Mamma baciava e abbracciava raramente noi figlie, non l’ho mai vista dare un bacio neanche a papà di cui era pazzamente innamorata, come se avesse pudore ad esternare i suoi sentimenti. Soltanto il suo sguardo, quando si posava su di noi, tradiva tutto il suo amore.
Questa apparente severità le conferiva quell’aria distinta e rassicurante che tanto ammiravo in lei: anche con il grembiule di casa, mia madre conservava l’aspetto di una gran signora, lo stesso di quando indossava l’abito buono per andare a teatro.
Mio padre, la domenica, preferiva stare con gli amici; così le nostre zie, nei giorni di festa, ci riservavano un palco tutto per noi. Margherita, l’anziana mascherina ci apriva persino la "barcaccia", palco riservato alle persone importanti.
Quando andavamo a teatro o a fare visita ai nonni sia materni che paterni, mamma vestiva noi figlie con estrema eleganza. Ricordo che indossavo un abitino dal colore celeste-cielo confezionato con una stoffa chiamata ”pelle d’angelo” con lo spallone ricamato a punto smoking e calzavo eleganti scarpette alla bebè di vernice nera. Mamma ricamava ogni nostro abito a punto smoking ed era orgogliosa nel vedere che la gente si voltava a guardare noi e i suoi ricami.
Le visite dei nonni fanno parte dei primi ricordi dell’infanzia.
Mia nonna paterna soffriva di un brutto male che l’aveva resa cieca. Era eternamente seduta su una sedia a rotelle; quando mi sentiva entrare voleva che mi avvicinassi, poi mi prendeva il viso fra le mani e cominciava ad accarezzarlo per indovinare la forma dei miei occhi, del naso, della bocca e quando arrivava alle guance si compiaceva di trovarle sempre più paffutelle.
Sentirmi palpare in quel modo mi spaventava un po’; non conoscendo ancora l’angoscia confondevo con la "paura" quella strana sensazione procuratami dalle mani della nonna.
Un giorno Anna, la donna di servizio delle mie zie, mi confidò, in tutta segretezza, che nonna aveva la ”sifilide” e mi fece giurare di non parlarne con nessuno; mi spiegò che era una cosa molto brutta e la gente non doveva saperlo.
Una mattina vidi mio padre annodarsi una cravatta nera e i suoi occhi riempirsi di lacrime.

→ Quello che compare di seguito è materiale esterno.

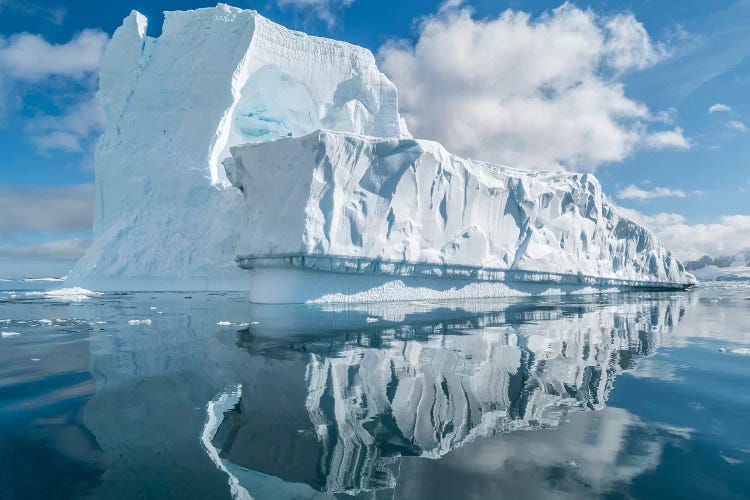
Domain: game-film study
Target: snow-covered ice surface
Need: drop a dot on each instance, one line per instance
(410, 200)
(224, 80)
(166, 217)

Gli domandai perché piangesse, mi rispose che gli era entrato un moscerino nell’occhio, ma subito dopo mi disse che era morta la nonna. Volevo chiedergli se era morta di sifilide, ma ricordando il giuramento fatto a Anna, tacqui. L’idea che nonna fosse morta mi procurava uno strana sensazione di allegria. Mi rallegrava l’idea che non mi avrebbe più palpata. Mi avvicinai a mio padre e gli feci una carezza, ma non dissi una parola: malgrado i miei quattro anni, capii che non potevo dirgli che quella notizia mi aveva reso felice.